In my effort to reduce the size of government, I have proposed to eliminate the Economic Development Administration, a politically motivated federal wealth-redistribution agency. Unsurprisingly, its leader, Assistant Secretary of Commerce for Economic Development John Fernandez, has taken acute personal interest in my proposal.
Earlier this month, Fernandez came to Wichita at taxpayer expense. He attended a Wichita State University event and then met with The Eagle editorial board. Afterward, the paper accurately noted I am advocating eliminating EDA even though it awards grant money to projects in south-central Kansas (“Pompeo would ax agency that could help Learjet,” Jan. 15 WE Blog excerpts).
They just don’t get it. Thanks to decades of flawed “You take yours, I’ll take mine” Washington, D.C., logic, our nation faces a crippling $16 trillion national debt.
I first learned about EDA when Fernandez testified in front of my subcommittee that the benefits of EDA projects exceed the costs. He cited the absurd example of a $1.4 million award for “infrastructure” that allegedly helped a Minnesota town secure a new $1.6 billion steel mill. As a former CEO, I knew there was no way that a taxpayer subsidy equal to less than 0.1 percent of the total capital needed had mattered in launching the project. That mill was getting built with or without EDA’s grant. So, I decided to dig further.
I discovered that EDA is a federal agency we can do without. Like the earmarks that created the infamous “Bridge to Nowhere” or the Energy Department loan guarantees that produced the Solyndra scandal, EDA advances local projects that narrowly benefit a particular company or community.
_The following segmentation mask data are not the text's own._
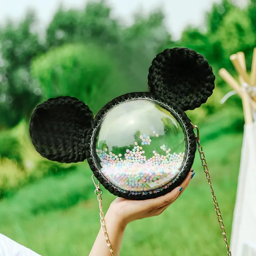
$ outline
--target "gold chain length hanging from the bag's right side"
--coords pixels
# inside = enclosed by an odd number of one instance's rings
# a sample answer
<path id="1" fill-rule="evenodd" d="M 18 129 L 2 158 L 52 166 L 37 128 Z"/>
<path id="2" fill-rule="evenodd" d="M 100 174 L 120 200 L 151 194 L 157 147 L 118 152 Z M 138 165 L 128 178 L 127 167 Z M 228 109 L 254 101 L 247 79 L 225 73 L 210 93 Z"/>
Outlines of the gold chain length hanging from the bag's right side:
<path id="1" fill-rule="evenodd" d="M 226 244 L 227 253 L 228 253 L 228 256 L 231 256 L 231 252 L 229 250 L 229 245 L 228 245 L 228 238 L 226 236 L 227 233 L 226 233 L 225 226 L 224 226 L 224 223 L 223 223 L 223 219 L 222 219 L 222 216 L 221 216 L 220 207 L 219 207 L 219 204 L 217 202 L 216 196 L 215 196 L 213 188 L 212 188 L 211 177 L 210 177 L 209 169 L 208 169 L 208 166 L 207 166 L 207 163 L 206 163 L 206 160 L 205 160 L 203 147 L 200 144 L 199 128 L 196 125 L 194 125 L 194 124 L 192 124 L 192 126 L 197 131 L 197 136 L 196 136 L 196 142 L 197 142 L 197 145 L 198 145 L 197 149 L 198 149 L 199 156 L 200 156 L 203 168 L 204 168 L 206 179 L 208 180 L 208 184 L 209 184 L 209 186 L 211 188 L 213 205 L 214 205 L 215 212 L 216 212 L 216 215 L 217 215 L 217 219 L 218 219 L 218 222 L 219 222 L 219 225 L 220 225 L 220 230 L 221 230 L 221 233 L 223 235 L 223 239 L 224 239 L 225 244 Z"/>

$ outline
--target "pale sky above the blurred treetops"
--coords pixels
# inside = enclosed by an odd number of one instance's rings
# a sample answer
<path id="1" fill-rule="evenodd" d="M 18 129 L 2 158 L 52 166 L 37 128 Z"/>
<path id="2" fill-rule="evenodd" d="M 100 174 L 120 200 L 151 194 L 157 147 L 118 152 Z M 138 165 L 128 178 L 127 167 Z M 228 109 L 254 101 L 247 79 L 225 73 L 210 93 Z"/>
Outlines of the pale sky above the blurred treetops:
<path id="1" fill-rule="evenodd" d="M 97 1 L 97 0 L 96 0 Z M 240 0 L 243 1 L 243 0 Z M 88 0 L 0 0 L 0 23 L 6 18 L 20 20 L 28 8 L 36 10 L 41 29 L 51 21 L 54 13 L 62 3 L 67 8 L 84 8 Z M 204 15 L 209 11 L 213 2 L 220 0 L 106 0 L 112 7 L 112 17 L 122 20 L 125 24 L 132 24 L 133 13 L 150 11 L 161 8 L 165 13 L 165 25 L 178 39 L 188 24 L 194 26 L 204 25 Z"/>

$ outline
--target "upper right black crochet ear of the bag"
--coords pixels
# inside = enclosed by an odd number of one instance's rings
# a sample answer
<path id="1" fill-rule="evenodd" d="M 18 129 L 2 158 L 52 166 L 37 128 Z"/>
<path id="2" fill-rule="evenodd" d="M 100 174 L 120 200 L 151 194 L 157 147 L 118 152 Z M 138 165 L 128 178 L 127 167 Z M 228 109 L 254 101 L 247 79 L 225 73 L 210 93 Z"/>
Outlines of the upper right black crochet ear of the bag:
<path id="1" fill-rule="evenodd" d="M 188 48 L 166 49 L 149 68 L 148 86 L 167 103 L 184 111 L 200 107 L 212 95 L 215 76 L 203 55 Z"/>

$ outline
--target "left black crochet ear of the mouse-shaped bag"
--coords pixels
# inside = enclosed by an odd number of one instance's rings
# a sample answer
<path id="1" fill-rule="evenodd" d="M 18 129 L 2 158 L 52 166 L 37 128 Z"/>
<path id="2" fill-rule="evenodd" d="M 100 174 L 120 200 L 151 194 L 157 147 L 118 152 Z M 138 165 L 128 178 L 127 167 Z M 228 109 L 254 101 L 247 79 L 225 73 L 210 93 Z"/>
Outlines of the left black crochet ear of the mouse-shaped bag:
<path id="1" fill-rule="evenodd" d="M 85 137 L 92 120 L 92 111 L 84 102 L 61 96 L 35 108 L 29 133 L 41 156 L 60 163 L 82 162 L 86 159 Z"/>

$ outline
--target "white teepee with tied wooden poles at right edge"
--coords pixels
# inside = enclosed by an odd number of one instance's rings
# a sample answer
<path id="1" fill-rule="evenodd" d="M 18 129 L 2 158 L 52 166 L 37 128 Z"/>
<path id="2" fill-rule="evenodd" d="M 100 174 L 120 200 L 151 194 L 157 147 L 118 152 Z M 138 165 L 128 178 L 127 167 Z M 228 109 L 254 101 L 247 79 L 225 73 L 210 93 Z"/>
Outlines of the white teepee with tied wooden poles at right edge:
<path id="1" fill-rule="evenodd" d="M 256 256 L 256 48 L 251 76 L 243 52 L 231 55 L 230 60 L 239 81 L 225 68 L 219 75 L 241 97 L 245 121 L 230 247 L 232 256 Z"/>

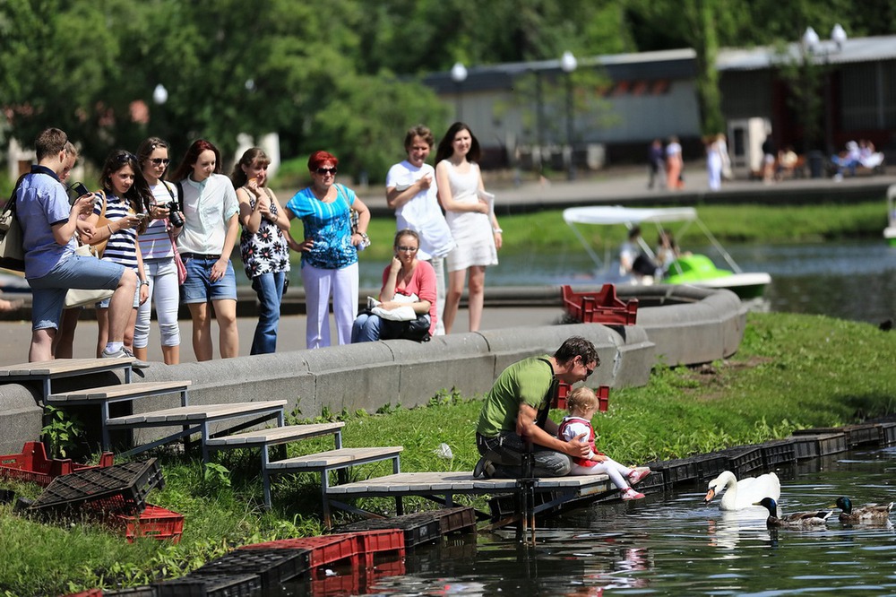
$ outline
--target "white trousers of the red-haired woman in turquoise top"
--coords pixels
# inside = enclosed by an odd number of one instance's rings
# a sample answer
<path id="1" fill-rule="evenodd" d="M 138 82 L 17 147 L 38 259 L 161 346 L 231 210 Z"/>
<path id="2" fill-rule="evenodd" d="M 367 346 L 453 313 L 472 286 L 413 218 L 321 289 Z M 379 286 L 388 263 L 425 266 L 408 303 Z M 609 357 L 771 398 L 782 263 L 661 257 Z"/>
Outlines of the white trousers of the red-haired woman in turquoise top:
<path id="1" fill-rule="evenodd" d="M 302 286 L 308 312 L 305 333 L 308 349 L 330 346 L 331 293 L 337 341 L 350 344 L 351 325 L 358 316 L 358 262 L 339 270 L 302 265 Z"/>

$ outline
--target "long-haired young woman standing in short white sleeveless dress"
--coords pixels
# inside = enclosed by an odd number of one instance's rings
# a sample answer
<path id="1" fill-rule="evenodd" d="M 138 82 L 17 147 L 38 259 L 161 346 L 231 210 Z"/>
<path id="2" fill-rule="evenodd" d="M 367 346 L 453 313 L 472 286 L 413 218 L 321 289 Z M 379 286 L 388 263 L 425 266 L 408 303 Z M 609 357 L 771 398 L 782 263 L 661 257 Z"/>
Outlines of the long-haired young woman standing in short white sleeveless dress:
<path id="1" fill-rule="evenodd" d="M 501 227 L 487 200 L 479 172 L 479 142 L 470 126 L 456 122 L 448 128 L 435 152 L 435 181 L 445 220 L 457 243 L 448 254 L 448 293 L 445 299 L 445 333 L 451 333 L 469 273 L 470 332 L 482 322 L 486 268 L 498 263 Z"/>

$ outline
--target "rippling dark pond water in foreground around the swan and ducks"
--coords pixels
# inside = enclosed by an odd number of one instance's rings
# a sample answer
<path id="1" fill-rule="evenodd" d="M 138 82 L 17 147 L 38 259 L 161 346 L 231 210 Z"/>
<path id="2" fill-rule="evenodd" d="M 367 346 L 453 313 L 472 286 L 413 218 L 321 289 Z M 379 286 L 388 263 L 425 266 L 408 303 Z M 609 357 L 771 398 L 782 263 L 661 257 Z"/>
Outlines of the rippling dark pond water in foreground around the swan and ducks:
<path id="1" fill-rule="evenodd" d="M 784 513 L 830 506 L 840 496 L 888 502 L 896 494 L 896 448 L 806 461 L 779 475 Z M 534 547 L 509 531 L 413 549 L 403 574 L 349 593 L 896 595 L 892 524 L 849 526 L 835 514 L 818 531 L 769 531 L 764 509 L 703 506 L 705 488 L 575 510 L 541 523 Z M 282 589 L 278 595 L 349 594 L 309 581 Z"/>

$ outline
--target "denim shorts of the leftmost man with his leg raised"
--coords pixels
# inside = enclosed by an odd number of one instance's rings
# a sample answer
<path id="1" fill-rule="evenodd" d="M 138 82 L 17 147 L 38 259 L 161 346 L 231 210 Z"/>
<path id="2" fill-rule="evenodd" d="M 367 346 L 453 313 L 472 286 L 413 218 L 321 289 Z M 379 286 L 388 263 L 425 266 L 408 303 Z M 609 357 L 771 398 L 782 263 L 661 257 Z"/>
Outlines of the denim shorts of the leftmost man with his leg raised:
<path id="1" fill-rule="evenodd" d="M 125 266 L 96 257 L 70 255 L 45 276 L 31 278 L 31 329 L 59 329 L 65 293 L 70 288 L 115 290 Z"/>

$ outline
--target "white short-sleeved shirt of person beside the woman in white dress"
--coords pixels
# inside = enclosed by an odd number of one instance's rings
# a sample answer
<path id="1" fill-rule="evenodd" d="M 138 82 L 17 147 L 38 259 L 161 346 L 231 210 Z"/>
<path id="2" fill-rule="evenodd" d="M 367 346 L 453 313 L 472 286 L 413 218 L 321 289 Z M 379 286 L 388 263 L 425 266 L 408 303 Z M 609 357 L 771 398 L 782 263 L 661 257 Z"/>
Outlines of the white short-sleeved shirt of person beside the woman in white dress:
<path id="1" fill-rule="evenodd" d="M 395 164 L 386 175 L 386 188 L 403 187 L 416 183 L 429 175 L 433 182 L 425 191 L 420 191 L 395 210 L 397 229 L 412 229 L 420 235 L 418 258 L 428 261 L 433 257 L 444 257 L 454 248 L 451 229 L 442 214 L 435 186 L 435 169 L 429 164 L 417 168 L 408 160 Z"/>

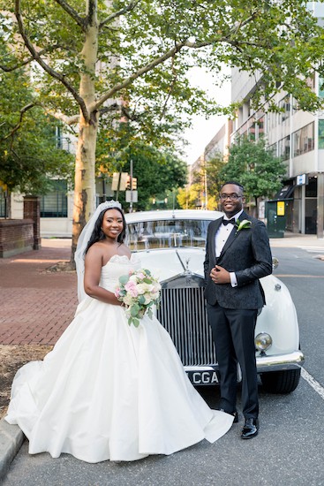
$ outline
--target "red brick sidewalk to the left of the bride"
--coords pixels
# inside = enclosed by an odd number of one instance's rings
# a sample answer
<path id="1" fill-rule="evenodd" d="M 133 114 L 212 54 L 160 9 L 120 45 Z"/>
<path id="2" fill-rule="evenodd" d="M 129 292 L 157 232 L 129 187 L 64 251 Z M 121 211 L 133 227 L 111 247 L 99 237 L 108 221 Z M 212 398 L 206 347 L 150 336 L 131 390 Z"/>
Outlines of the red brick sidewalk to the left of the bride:
<path id="1" fill-rule="evenodd" d="M 42 239 L 41 249 L 0 259 L 0 344 L 54 345 L 78 305 L 75 272 L 49 272 L 70 260 L 71 240 Z"/>

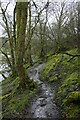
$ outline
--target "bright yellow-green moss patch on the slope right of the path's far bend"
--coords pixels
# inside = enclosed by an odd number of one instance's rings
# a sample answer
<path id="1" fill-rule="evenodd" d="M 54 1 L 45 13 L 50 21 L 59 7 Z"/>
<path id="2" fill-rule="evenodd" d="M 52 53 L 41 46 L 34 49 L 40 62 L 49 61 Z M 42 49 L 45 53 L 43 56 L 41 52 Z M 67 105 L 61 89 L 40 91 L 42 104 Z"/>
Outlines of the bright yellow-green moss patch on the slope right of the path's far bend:
<path id="1" fill-rule="evenodd" d="M 46 77 L 50 77 L 50 75 L 52 75 L 55 78 L 54 72 L 56 70 L 57 64 L 61 60 L 61 56 L 61 54 L 56 54 L 48 58 L 46 64 L 43 67 L 43 70 L 41 71 L 41 78 L 43 80 L 46 79 Z M 52 78 L 50 80 L 52 80 Z"/>

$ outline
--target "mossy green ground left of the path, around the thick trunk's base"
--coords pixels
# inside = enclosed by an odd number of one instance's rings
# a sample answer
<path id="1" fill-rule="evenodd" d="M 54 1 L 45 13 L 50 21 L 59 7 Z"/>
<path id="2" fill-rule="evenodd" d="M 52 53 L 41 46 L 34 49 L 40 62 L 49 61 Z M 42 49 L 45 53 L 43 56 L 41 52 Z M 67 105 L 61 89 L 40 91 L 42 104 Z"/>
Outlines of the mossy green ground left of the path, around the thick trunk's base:
<path id="1" fill-rule="evenodd" d="M 18 77 L 9 76 L 2 81 L 2 115 L 4 118 L 19 117 L 23 115 L 31 97 L 39 90 L 37 84 L 31 81 L 25 90 L 19 88 Z"/>

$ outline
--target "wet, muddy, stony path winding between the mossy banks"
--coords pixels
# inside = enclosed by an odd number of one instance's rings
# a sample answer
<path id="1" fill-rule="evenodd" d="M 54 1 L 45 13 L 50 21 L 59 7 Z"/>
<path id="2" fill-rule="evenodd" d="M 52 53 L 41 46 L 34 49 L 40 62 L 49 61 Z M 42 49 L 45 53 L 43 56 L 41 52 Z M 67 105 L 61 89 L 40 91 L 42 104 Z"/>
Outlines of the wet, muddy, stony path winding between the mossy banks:
<path id="1" fill-rule="evenodd" d="M 59 108 L 55 102 L 55 91 L 57 86 L 42 82 L 39 73 L 43 64 L 32 68 L 29 72 L 30 79 L 33 79 L 39 86 L 40 92 L 35 95 L 28 109 L 25 110 L 25 118 L 59 118 Z"/>

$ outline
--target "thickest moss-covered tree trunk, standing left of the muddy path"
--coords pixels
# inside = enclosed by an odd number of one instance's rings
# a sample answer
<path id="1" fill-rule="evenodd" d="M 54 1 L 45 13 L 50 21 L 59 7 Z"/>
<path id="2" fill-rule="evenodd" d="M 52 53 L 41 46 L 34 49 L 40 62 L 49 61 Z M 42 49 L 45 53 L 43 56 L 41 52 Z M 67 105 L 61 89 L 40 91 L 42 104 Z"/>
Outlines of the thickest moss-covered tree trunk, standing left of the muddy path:
<path id="1" fill-rule="evenodd" d="M 26 88 L 26 73 L 23 66 L 23 58 L 25 53 L 25 33 L 26 33 L 26 24 L 27 24 L 27 10 L 28 10 L 28 1 L 27 2 L 17 2 L 16 8 L 16 25 L 17 25 L 17 41 L 16 41 L 16 67 L 20 80 L 20 86 Z"/>

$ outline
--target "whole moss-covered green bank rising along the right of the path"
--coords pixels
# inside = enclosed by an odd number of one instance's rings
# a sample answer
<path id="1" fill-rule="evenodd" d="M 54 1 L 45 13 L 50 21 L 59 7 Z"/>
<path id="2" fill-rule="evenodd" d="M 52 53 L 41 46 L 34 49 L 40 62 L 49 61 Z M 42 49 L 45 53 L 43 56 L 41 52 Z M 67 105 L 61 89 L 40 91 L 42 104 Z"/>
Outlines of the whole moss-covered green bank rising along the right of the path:
<path id="1" fill-rule="evenodd" d="M 41 79 L 50 83 L 60 83 L 56 92 L 56 102 L 61 107 L 61 113 L 66 118 L 80 117 L 80 57 L 77 49 L 49 55 Z"/>

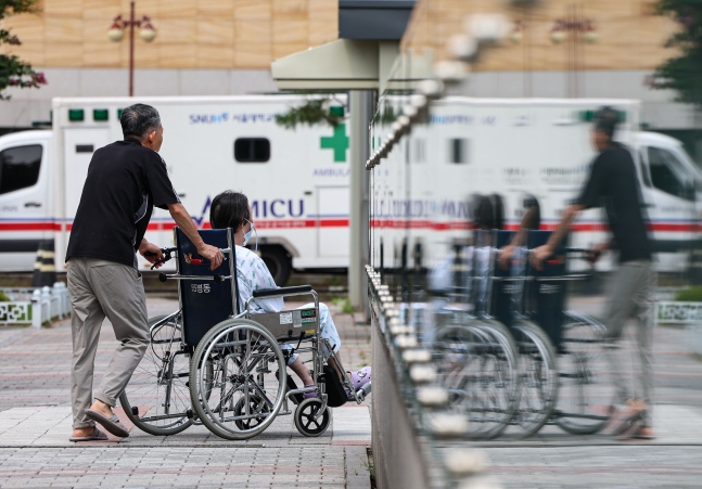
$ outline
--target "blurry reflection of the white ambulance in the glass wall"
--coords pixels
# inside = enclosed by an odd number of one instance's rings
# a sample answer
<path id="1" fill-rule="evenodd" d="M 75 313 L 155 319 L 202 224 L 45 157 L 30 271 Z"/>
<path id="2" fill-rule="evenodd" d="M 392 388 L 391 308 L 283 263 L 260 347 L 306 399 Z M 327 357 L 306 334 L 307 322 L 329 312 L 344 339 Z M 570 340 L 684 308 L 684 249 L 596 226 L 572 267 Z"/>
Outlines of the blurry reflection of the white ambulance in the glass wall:
<path id="1" fill-rule="evenodd" d="M 381 104 L 372 125 L 375 149 L 392 124 L 384 123 L 390 118 L 383 111 L 397 113 L 401 105 L 399 98 Z M 591 119 L 604 105 L 621 114 L 615 139 L 633 152 L 656 267 L 684 271 L 700 243 L 702 172 L 679 141 L 638 131 L 640 102 L 588 99 L 449 96 L 433 102 L 429 124 L 414 125 L 372 170 L 374 266 L 401 267 L 403 259 L 411 266 L 412 254 L 425 268 L 441 262 L 451 244 L 464 239 L 472 217 L 468 202 L 478 194 L 501 196 L 507 229 L 518 229 L 525 196 L 535 197 L 541 229 L 554 229 L 589 172 L 596 156 Z M 603 241 L 603 217 L 600 209 L 584 213 L 573 226 L 571 245 Z M 600 262 L 602 269 L 610 266 Z"/>

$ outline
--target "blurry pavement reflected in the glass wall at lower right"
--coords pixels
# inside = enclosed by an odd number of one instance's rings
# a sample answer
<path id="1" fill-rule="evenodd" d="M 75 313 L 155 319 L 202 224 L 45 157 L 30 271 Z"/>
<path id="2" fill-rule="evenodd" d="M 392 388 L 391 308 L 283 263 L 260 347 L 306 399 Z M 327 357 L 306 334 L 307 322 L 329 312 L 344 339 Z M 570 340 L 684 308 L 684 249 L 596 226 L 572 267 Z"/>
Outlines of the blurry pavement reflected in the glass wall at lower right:
<path id="1" fill-rule="evenodd" d="M 602 297 L 580 297 L 571 308 L 601 317 L 603 304 Z M 629 358 L 631 333 L 623 346 Z M 488 475 L 503 488 L 700 488 L 702 361 L 686 343 L 682 329 L 655 329 L 654 441 L 621 442 L 607 433 L 578 437 L 546 426 L 528 439 L 510 427 L 496 440 L 470 446 L 485 451 Z M 629 360 L 628 368 L 633 364 Z M 446 456 L 457 446 L 465 443 L 445 445 L 439 453 Z"/>

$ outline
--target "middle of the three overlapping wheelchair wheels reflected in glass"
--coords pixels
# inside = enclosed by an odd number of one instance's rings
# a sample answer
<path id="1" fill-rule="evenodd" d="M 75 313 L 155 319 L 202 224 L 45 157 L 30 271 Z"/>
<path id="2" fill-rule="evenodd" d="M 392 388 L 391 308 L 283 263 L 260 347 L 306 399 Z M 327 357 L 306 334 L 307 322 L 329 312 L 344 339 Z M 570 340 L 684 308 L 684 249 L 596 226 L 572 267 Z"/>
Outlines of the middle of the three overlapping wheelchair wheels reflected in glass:
<path id="1" fill-rule="evenodd" d="M 556 350 L 544 330 L 529 321 L 513 327 L 519 351 L 520 406 L 516 423 L 528 437 L 551 419 L 558 401 L 558 362 Z"/>

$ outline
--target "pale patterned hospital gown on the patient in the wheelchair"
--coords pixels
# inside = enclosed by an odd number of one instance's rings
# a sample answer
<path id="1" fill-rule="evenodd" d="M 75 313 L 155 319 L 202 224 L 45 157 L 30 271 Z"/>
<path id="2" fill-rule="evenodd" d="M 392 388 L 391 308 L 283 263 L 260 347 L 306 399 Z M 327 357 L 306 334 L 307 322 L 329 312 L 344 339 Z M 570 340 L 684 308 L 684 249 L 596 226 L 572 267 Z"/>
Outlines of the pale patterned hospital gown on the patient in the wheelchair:
<path id="1" fill-rule="evenodd" d="M 239 298 L 242 308 L 246 304 L 246 300 L 254 294 L 254 291 L 260 288 L 278 288 L 264 260 L 254 252 L 243 246 L 237 246 L 237 280 L 239 281 Z M 308 307 L 315 307 L 315 305 L 309 303 L 302 308 Z M 254 299 L 251 303 L 251 311 L 254 313 L 278 312 L 283 309 L 285 309 L 285 303 L 282 297 Z M 319 304 L 319 335 L 329 340 L 334 352 L 339 351 L 342 342 L 329 307 L 323 303 Z M 281 348 L 291 349 L 292 346 L 282 345 Z M 331 355 L 323 345 L 322 350 L 326 357 Z M 292 355 L 289 364 L 294 362 L 296 358 L 297 353 Z"/>

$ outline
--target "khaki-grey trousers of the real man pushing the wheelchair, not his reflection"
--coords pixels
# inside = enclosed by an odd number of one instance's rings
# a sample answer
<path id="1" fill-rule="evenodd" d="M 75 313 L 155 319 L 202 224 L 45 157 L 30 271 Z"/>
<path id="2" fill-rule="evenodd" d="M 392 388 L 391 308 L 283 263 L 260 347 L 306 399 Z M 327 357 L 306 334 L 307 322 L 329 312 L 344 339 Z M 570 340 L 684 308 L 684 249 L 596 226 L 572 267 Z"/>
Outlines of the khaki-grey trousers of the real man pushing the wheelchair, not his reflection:
<path id="1" fill-rule="evenodd" d="M 82 428 L 95 424 L 85 411 L 93 399 L 93 370 L 102 321 L 105 317 L 110 320 L 119 346 L 94 399 L 114 408 L 149 345 L 146 298 L 141 273 L 114 261 L 71 258 L 67 279 L 73 308 L 73 427 Z"/>

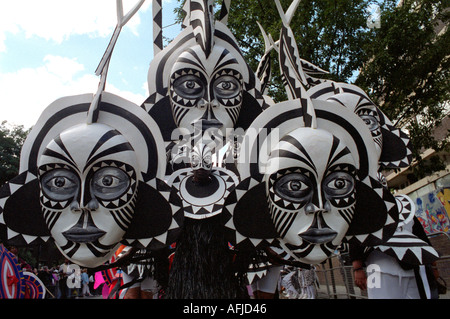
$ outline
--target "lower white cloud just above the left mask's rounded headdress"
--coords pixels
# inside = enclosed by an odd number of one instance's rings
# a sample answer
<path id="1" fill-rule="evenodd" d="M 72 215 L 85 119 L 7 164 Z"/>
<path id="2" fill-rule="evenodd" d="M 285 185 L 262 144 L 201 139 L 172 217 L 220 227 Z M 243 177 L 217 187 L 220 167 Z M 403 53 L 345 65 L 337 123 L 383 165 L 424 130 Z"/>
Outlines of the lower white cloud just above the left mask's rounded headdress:
<path id="1" fill-rule="evenodd" d="M 11 124 L 28 128 L 36 123 L 42 111 L 56 99 L 95 93 L 99 77 L 90 72 L 84 73 L 84 69 L 76 59 L 47 55 L 41 67 L 0 74 L 0 121 L 7 120 Z M 121 91 L 108 83 L 106 90 L 138 105 L 145 98 Z"/>

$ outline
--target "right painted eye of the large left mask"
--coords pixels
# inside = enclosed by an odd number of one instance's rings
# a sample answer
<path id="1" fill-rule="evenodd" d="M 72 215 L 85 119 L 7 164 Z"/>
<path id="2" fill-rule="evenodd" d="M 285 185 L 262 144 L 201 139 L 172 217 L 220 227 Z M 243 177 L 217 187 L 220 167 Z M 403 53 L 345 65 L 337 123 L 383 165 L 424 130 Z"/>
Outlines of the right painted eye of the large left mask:
<path id="1" fill-rule="evenodd" d="M 92 193 L 102 200 L 119 198 L 128 190 L 129 185 L 128 175 L 116 167 L 105 167 L 98 170 L 91 180 Z"/>

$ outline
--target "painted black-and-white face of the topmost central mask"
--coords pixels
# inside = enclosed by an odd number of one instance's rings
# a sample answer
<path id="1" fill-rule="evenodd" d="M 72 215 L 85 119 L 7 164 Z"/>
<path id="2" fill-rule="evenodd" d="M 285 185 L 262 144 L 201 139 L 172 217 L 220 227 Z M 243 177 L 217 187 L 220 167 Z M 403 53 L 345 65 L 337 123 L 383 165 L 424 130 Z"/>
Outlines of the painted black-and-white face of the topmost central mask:
<path id="1" fill-rule="evenodd" d="M 219 129 L 225 136 L 239 117 L 243 99 L 242 66 L 214 46 L 208 57 L 200 46 L 183 52 L 172 68 L 169 97 L 178 127 Z"/>

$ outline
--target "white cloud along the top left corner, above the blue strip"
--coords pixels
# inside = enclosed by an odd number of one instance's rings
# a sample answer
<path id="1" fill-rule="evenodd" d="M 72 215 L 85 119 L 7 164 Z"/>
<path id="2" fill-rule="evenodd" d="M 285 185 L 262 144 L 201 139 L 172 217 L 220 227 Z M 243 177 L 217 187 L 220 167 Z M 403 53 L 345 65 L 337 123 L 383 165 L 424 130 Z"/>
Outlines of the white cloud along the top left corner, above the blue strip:
<path id="1" fill-rule="evenodd" d="M 138 1 L 125 0 L 124 12 Z M 150 7 L 144 2 L 140 12 Z M 137 34 L 139 14 L 125 28 Z M 7 33 L 25 32 L 27 37 L 38 36 L 61 43 L 71 35 L 92 37 L 111 36 L 117 23 L 116 2 L 112 0 L 22 0 L 2 1 L 0 4 L 0 52 L 5 51 Z"/>

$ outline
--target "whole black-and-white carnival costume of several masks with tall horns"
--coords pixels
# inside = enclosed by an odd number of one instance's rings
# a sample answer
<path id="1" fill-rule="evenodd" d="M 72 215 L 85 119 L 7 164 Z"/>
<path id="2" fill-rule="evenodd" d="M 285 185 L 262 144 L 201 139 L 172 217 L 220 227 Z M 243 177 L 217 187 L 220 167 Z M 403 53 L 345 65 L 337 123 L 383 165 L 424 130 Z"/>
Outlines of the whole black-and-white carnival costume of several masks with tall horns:
<path id="1" fill-rule="evenodd" d="M 142 3 L 124 15 L 117 1 L 97 92 L 58 99 L 27 137 L 19 175 L 0 190 L 2 239 L 54 240 L 89 268 L 115 267 L 107 263 L 121 245 L 145 251 L 145 266 L 122 260 L 129 274 L 171 256 L 167 281 L 152 277 L 166 298 L 244 298 L 269 248 L 278 252 L 263 267 L 308 268 L 339 247 L 382 249 L 395 237 L 399 210 L 378 171 L 410 164 L 409 138 L 361 89 L 316 78 L 326 71 L 300 58 L 289 26 L 298 0 L 286 12 L 275 0 L 280 39 L 260 26 L 256 72 L 227 27 L 230 1 L 217 21 L 214 1 L 186 1 L 183 30 L 166 47 L 153 1 L 155 55 L 138 106 L 104 89 L 121 28 Z M 271 50 L 281 103 L 265 95 Z"/>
EDA occasionally supports a local Kansas project, but it takes our tax money every year for boondoggle projects in 400-plus other congressional districts. For example: EDA gave $2 million to help construct the University of Nevada Las Vegas Harry Reid Research and Technology Park; $2 million for a “culinary amphitheater,” tasting room and gift shop at a Washington state winery; and $500,000 to replicate the Great Pyramid in rural Indiana.
The Government Accountability Office has questioned the value and efficacy of EDA several times. Good-government groups such as Citizens Against Government Waste have called for dismantling the agency. Further, President Obama’s own bipartisan Simpson-Bowles Deficit Reduction Commission recommended eliminating EDA.
So why hasn’t it been shut down already? Politics. EDA spreads taxpayer-funded project money far and wide and attacks congressmen who fail to support EDA grants.
Soon after that initial hearing, Fernandez flew in his regional director to show me “all the great things we are doing in your home district” and handed me a list of recent and pending local grants. Hint, hint. You can’t say I wasn’t warned to back off.
Indeed, Eagle editors missed the real story here: Fernandez flew to Wichita because he is trying to save his high-paying gig. The bureaucracy strikes back when conservatives take on out-of-control public spending, so I guess I’m making progress.
Please don’t misunderstand. I am not faulting cities, universities or companies for having sought “free” federal money from EDA. The fault lies squarely with a Washington culture that insists every program is sacred and there is no spending left to cut.
A federal agency this large has not been eliminated in decades. Now is the time. My bill to eliminate EDA (H.R. 3090) would take one small step toward restoring fiscal sanity and constitutional government.